Ideally, insurance would be paired with risk reduction measures such as hazard mitigation, building codes, and community resilience planning. Pairing these measures with risk transfer solutions—such as parametric solutions and CBCI programs—can be a force multiplier.
CBCI and other private risk transfer programs could be more successful if disincentives present in existing statutes and regulations are addressed. Similarly, the insurance industry should work with FEMA and code-setting organizations, such as the International Code Council (ICC), to develop incentives that would encourage additional flood mitigation investments. For example, FEMA and the insurance industry could review ICC limits to encourage investments after a flood loss. And more broadly, other industries, such as finance and real estate, can incentive further flood resilience investments together with the insurance industry and government.
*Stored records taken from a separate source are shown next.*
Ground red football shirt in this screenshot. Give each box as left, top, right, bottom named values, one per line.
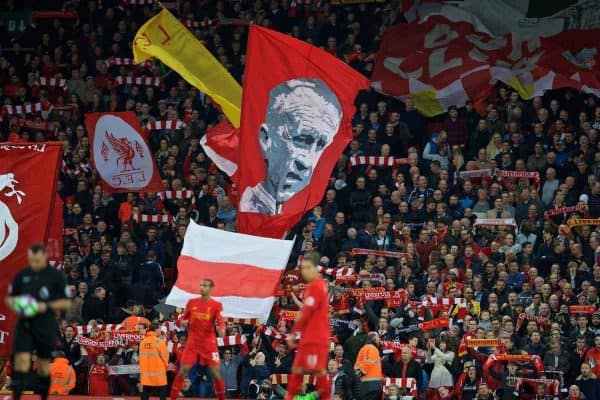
left=294, top=278, right=331, bottom=347
left=183, top=297, right=225, bottom=347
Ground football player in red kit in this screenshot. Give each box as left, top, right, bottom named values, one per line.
left=285, top=254, right=331, bottom=400
left=171, top=279, right=225, bottom=400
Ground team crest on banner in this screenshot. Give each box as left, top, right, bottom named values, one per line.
left=0, top=172, right=25, bottom=261
left=237, top=25, right=369, bottom=238
left=240, top=79, right=343, bottom=215
left=85, top=112, right=163, bottom=192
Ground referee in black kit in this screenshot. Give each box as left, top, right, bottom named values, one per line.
left=6, top=244, right=71, bottom=400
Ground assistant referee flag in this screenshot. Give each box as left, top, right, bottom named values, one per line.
left=133, top=9, right=242, bottom=128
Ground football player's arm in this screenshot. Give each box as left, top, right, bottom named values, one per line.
left=175, top=301, right=191, bottom=328
left=39, top=276, right=71, bottom=313
left=294, top=290, right=323, bottom=331
left=4, top=274, right=22, bottom=308
left=215, top=306, right=225, bottom=337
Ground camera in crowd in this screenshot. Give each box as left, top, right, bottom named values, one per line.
left=248, top=379, right=273, bottom=400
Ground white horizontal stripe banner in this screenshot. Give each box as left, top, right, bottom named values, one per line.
left=181, top=221, right=294, bottom=271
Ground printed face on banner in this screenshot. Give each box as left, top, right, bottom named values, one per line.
left=240, top=79, right=342, bottom=215
left=0, top=172, right=25, bottom=261
left=93, top=115, right=154, bottom=190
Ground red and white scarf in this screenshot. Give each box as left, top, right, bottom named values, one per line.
left=76, top=324, right=121, bottom=335
left=156, top=189, right=196, bottom=204
left=473, top=218, right=517, bottom=228
left=115, top=75, right=160, bottom=87
left=2, top=102, right=48, bottom=115
left=35, top=76, right=67, bottom=90
left=146, top=119, right=187, bottom=131
left=544, top=204, right=588, bottom=219
left=131, top=214, right=173, bottom=224
left=16, top=118, right=57, bottom=132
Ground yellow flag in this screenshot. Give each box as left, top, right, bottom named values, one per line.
left=133, top=9, right=242, bottom=128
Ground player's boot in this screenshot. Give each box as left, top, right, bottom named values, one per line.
left=169, top=374, right=184, bottom=400
left=213, top=378, right=225, bottom=400
left=316, top=375, right=331, bottom=400
left=285, top=373, right=303, bottom=400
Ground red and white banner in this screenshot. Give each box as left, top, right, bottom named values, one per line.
left=131, top=214, right=173, bottom=224
left=146, top=119, right=186, bottom=131
left=46, top=193, right=64, bottom=269
left=372, top=14, right=600, bottom=116
left=238, top=24, right=369, bottom=238
left=473, top=218, right=517, bottom=228
left=36, top=76, right=67, bottom=90
left=0, top=143, right=62, bottom=357
left=15, top=118, right=57, bottom=132
left=2, top=103, right=47, bottom=115
left=166, top=221, right=293, bottom=322
left=383, top=377, right=418, bottom=398
left=104, top=57, right=154, bottom=68
left=76, top=324, right=121, bottom=335
left=156, top=189, right=196, bottom=204
left=85, top=112, right=164, bottom=193
left=200, top=120, right=240, bottom=182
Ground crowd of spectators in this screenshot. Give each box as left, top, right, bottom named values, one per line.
left=0, top=0, right=600, bottom=400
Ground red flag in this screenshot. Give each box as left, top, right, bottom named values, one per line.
left=85, top=112, right=164, bottom=193
left=46, top=193, right=64, bottom=268
left=200, top=120, right=240, bottom=182
left=238, top=25, right=369, bottom=238
left=0, top=143, right=62, bottom=357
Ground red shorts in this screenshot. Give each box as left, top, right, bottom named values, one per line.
left=179, top=346, right=220, bottom=367
left=292, top=342, right=329, bottom=372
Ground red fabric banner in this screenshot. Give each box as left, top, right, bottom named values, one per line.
left=15, top=118, right=56, bottom=132
left=200, top=120, right=240, bottom=184
left=419, top=317, right=450, bottom=331
left=85, top=112, right=164, bottom=193
left=372, top=15, right=600, bottom=116
left=568, top=306, right=596, bottom=314
left=238, top=24, right=369, bottom=238
left=281, top=310, right=298, bottom=321
left=0, top=143, right=62, bottom=357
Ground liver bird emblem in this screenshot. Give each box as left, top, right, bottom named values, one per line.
left=105, top=131, right=135, bottom=172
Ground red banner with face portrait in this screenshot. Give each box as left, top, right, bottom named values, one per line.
left=238, top=25, right=369, bottom=238
left=0, top=143, right=62, bottom=357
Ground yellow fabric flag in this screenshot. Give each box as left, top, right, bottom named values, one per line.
left=133, top=9, right=242, bottom=128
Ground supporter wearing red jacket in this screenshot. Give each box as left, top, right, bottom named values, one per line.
left=585, top=335, right=600, bottom=376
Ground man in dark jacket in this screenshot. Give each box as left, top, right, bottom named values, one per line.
left=327, top=358, right=359, bottom=400
left=392, top=347, right=423, bottom=387
left=133, top=250, right=165, bottom=292
left=575, top=363, right=600, bottom=400
left=544, top=340, right=569, bottom=371
left=82, top=286, right=107, bottom=321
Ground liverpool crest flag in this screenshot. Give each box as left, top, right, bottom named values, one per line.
left=238, top=25, right=369, bottom=238
left=0, top=143, right=62, bottom=357
left=85, top=112, right=164, bottom=193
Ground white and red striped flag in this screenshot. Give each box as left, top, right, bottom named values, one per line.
left=166, top=221, right=293, bottom=322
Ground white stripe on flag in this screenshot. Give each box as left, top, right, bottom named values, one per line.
left=166, top=221, right=293, bottom=321
left=165, top=286, right=275, bottom=322
left=181, top=223, right=293, bottom=270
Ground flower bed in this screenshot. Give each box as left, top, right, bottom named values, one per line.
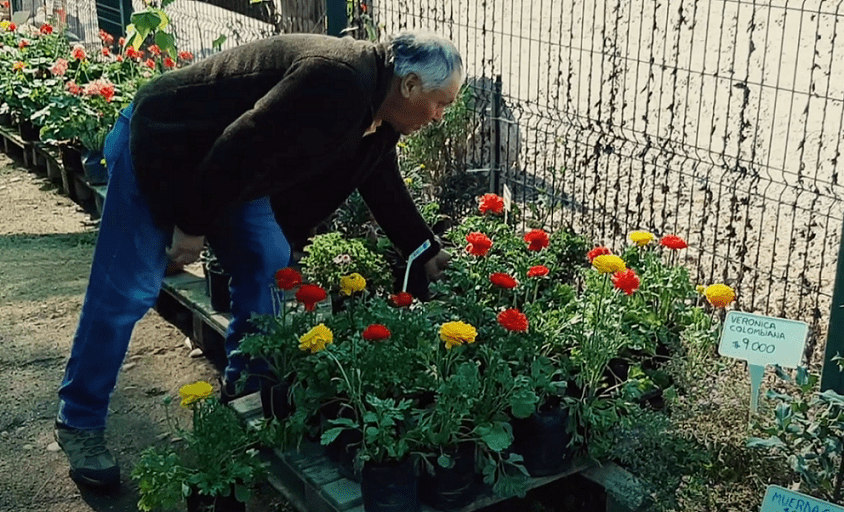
left=231, top=195, right=732, bottom=506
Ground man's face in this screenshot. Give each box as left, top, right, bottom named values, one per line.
left=389, top=73, right=463, bottom=135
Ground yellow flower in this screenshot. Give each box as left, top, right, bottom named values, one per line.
left=703, top=284, right=736, bottom=308
left=440, top=322, right=478, bottom=350
left=299, top=324, right=334, bottom=354
left=179, top=380, right=214, bottom=407
left=592, top=254, right=627, bottom=274
left=629, top=231, right=654, bottom=247
left=340, top=272, right=366, bottom=295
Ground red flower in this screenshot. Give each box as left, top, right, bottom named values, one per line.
left=525, top=229, right=548, bottom=251
left=390, top=292, right=413, bottom=308
left=363, top=324, right=390, bottom=341
left=296, top=284, right=326, bottom=311
left=466, top=231, right=492, bottom=256
left=478, top=194, right=504, bottom=215
left=498, top=308, right=528, bottom=332
left=586, top=245, right=612, bottom=262
left=528, top=265, right=551, bottom=277
left=275, top=267, right=302, bottom=290
left=659, top=235, right=689, bottom=251
left=70, top=44, right=88, bottom=60
left=612, top=268, right=639, bottom=295
left=489, top=272, right=519, bottom=288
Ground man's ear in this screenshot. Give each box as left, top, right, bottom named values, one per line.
left=401, top=73, right=422, bottom=98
Leaving the flood protection gap unaddressed will compound its costs and the devastating impacts on individuals and communities. As highlighted in a recent report from Marsh McLennan — Staying Above Water: A Systemic Rresponse to Rising Flood Risk — three ways forward present themselves for transforming flood risk management.
1. Learning to live with floods through a cross-societal push for resilience, with communities, businesses, and governments implementing small-scale measures to mitigate risks and minimize damage.
2. Building strategic protection by deploying large-scale systemic interventions to protect critical assets and ensure financial resilience.
3. Preparing for relocation by facilitating resettlements of people and assets from high-risk areas in a timely, equitable, and financially viable way.
Financing and implementing these strategies will require decisive action, effective leadership, and innovations such as those being tested now in community-based catastrophe insurance projects. Critical enablers across governance and risk culture, land use and infrastructure planning, and finance and insurance are necessary to turn the flood resilience vision into reality and close the protection gap.